Digitaler Medikationsbrief: Kommunikation wird sicherer und leichter
Eine interprofessionelle Arbeitsgruppe hat ein einheitliches Format für einen Medikationsbrief vorgestellt, das Apotheken ab sofort nutzen können, um Praxen über arzneimittelbezogene Probleme (ABP) zu informieren.
Das neue digitale Format eignet sich besonders für die pharmazeutische Dienstleistung „Erweiterte Medikationsberatung bei Polymedikation“, wenn Patientinnen und Patienten fünf oder mehr systemisch wirksame Dauermedikamente erhalten. In diesem Rahmen prüfen Teams in Apotheken regelmäßig die gesamte Medikation einschließlich Selbstmedikation. Unter anderem achten sie auf Doppelverordnungen, relevante Interaktionen und potenzielle Anwendungsprobleme. Gegebenenfalls schlagen sie konkrete Anpassungen vor.

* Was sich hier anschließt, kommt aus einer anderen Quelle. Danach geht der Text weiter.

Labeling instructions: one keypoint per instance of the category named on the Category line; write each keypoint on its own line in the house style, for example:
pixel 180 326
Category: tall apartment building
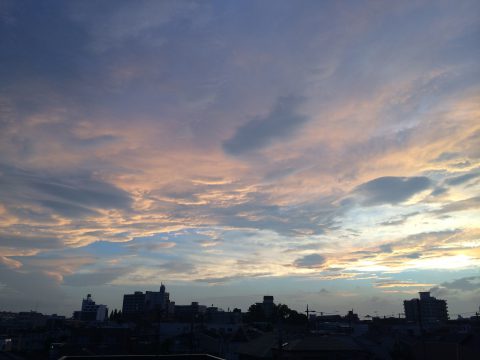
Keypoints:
pixel 139 302
pixel 91 311
pixel 426 310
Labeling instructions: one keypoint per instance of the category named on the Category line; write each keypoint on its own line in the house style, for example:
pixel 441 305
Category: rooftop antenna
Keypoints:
pixel 309 311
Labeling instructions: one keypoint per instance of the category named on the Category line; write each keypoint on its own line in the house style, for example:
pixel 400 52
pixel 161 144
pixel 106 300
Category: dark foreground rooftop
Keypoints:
pixel 144 357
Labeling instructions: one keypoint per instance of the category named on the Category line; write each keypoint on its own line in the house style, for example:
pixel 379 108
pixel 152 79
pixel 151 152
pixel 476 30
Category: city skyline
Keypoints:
pixel 326 153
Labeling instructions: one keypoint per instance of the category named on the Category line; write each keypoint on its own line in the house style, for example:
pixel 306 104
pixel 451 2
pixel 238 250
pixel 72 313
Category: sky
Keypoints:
pixel 323 152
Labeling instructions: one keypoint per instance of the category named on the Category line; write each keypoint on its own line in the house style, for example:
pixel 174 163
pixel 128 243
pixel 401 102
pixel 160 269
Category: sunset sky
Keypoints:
pixel 323 152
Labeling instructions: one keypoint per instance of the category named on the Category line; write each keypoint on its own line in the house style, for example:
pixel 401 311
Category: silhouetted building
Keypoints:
pixel 133 303
pixel 189 312
pixel 91 311
pixel 426 310
pixel 267 305
pixel 140 302
pixel 157 300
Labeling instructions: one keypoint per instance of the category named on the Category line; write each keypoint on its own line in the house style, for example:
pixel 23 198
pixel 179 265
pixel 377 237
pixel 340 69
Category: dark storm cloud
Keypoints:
pixel 391 189
pixel 40 41
pixel 95 278
pixel 281 122
pixel 310 261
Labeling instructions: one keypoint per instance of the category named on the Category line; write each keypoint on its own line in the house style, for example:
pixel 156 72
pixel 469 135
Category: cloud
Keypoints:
pixel 225 279
pixel 258 133
pixel 463 284
pixel 310 261
pixel 70 195
pixel 458 180
pixel 392 190
pixel 461 205
pixel 399 284
pixel 24 241
pixel 95 278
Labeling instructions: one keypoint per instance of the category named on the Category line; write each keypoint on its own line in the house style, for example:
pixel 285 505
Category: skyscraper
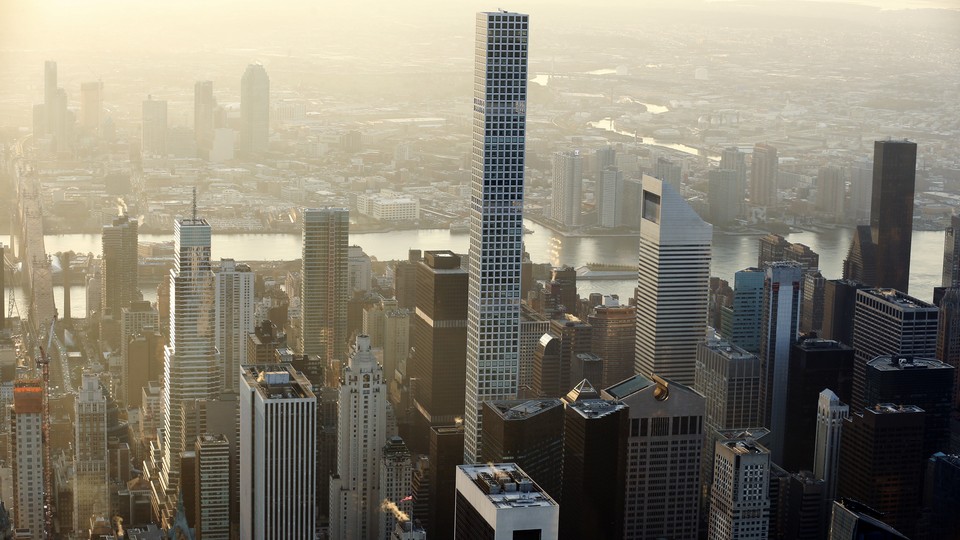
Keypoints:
pixel 439 360
pixel 233 286
pixel 362 426
pixel 666 427
pixel 120 267
pixel 567 188
pixel 951 254
pixel 191 367
pixel 90 495
pixel 254 110
pixel 278 448
pixel 889 322
pixel 496 216
pixel 203 107
pixel 323 290
pixel 891 211
pixel 778 332
pixel 763 175
pixel 153 132
pixel 673 284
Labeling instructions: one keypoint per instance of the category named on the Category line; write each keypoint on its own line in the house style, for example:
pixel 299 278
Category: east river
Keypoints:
pixel 730 253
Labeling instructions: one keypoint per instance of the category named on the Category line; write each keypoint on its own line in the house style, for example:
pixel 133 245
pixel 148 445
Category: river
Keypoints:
pixel 730 253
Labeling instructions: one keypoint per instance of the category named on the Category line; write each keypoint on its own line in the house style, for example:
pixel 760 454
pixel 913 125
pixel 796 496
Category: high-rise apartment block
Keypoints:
pixel 496 216
pixel 778 332
pixel 498 501
pixel 255 110
pixel 362 433
pixel 323 290
pixel 234 304
pixel 673 284
pixel 666 427
pixel 278 453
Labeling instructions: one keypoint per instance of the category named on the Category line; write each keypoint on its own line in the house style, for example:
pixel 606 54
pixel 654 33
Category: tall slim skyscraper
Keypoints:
pixel 191 366
pixel 763 175
pixel 891 211
pixel 255 110
pixel 120 267
pixel 951 254
pixel 496 216
pixel 203 107
pixel 567 188
pixel 233 286
pixel 153 132
pixel 323 290
pixel 90 495
pixel 278 449
pixel 673 284
pixel 362 426
pixel 778 332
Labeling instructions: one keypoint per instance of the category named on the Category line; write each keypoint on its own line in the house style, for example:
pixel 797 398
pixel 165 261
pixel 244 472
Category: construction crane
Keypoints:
pixel 43 364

Im Medikationsbrief werden diese Ergebnisse dokumentiert – und durch die neue Vorlage klar gegliedert. Praxen erhalten nicht nur eine Beschreibung des jeweiligen arzneimittelbezogenen Problems, sondern auch Vorschläge für Therapieänderungen aus pharmazeutischer Sicht. Ziel ist es, die Arzneimitteltherapiesicherheit zu erhöhen und gleichzeitig die Beschäftigten in Apotheken und Praxen zu entlasten. Denn Fachleute gehen davon aus, dass die Vorlage zu Zeitersparnissen führen wird, sowohl bei der Eingabe als auch bei der späteren Auswertung in der Praxis.
Themen, die das Apothekenteam bereits im Gespräch mit den Patientinnen und Patienten klären kann – etwa Unsicherheiten in der Anwendung – werden hingegen nicht im Medikationsbrief aufgeführt.
Von verschiedenen Fachkräften entwickelt
Die Vorlage ist auf Basis der Erfahrungen aus dem interprofessionellen Projekt ARMIN in Sachsen und Thüringen entstanden. Die Bundesvereinigung Deutscher Apothekerverbände (ABDA) hat das Vorhaben zusammen mit regionalen Apothekerverbänden, der Kassenärztlichen Vereinigung und der Kooperationseinheit Klinische Pharmazie des Universitätsklinikums Heidelberg koordiniert.
Ein mehrstufiger Prozess mit Screening internationaler Vorlagen, Expertenworkshops und Interviews mit Tandems aus Ärztinnen, Ärzten, Apothekerinnen und Apothekern war eingerichtet worden, um die Praxistauglichkeit zu gewährleisten. In zusätzlichen Workshops haben Ärztinnen und Ärzte, die nicht an ARMIN teilgenommen hatten, Struktur und Nutzbarkeit geprüft.
So funktioniert der Medikationsbrief
Aktuell steht eine webbasierte Eingabemaske bereit, mit der das Apothekenteam den Medikationsbrief erstellt und als PDF speichert. Versendet wird er über KIM. Vordefinierte Kategorien wie berichtete Nebenwirkungen oder Probleme mit der Darreichungsform erleichtern die Dokumentation, eigene Kategorien lassen sich ergänzen. Mittelfristig soll der Medikationsbrief in die Apothekensoftware-Systeme integriert werden und sich auch in die elektronische Patientenakte (ePA) übertragen lassen.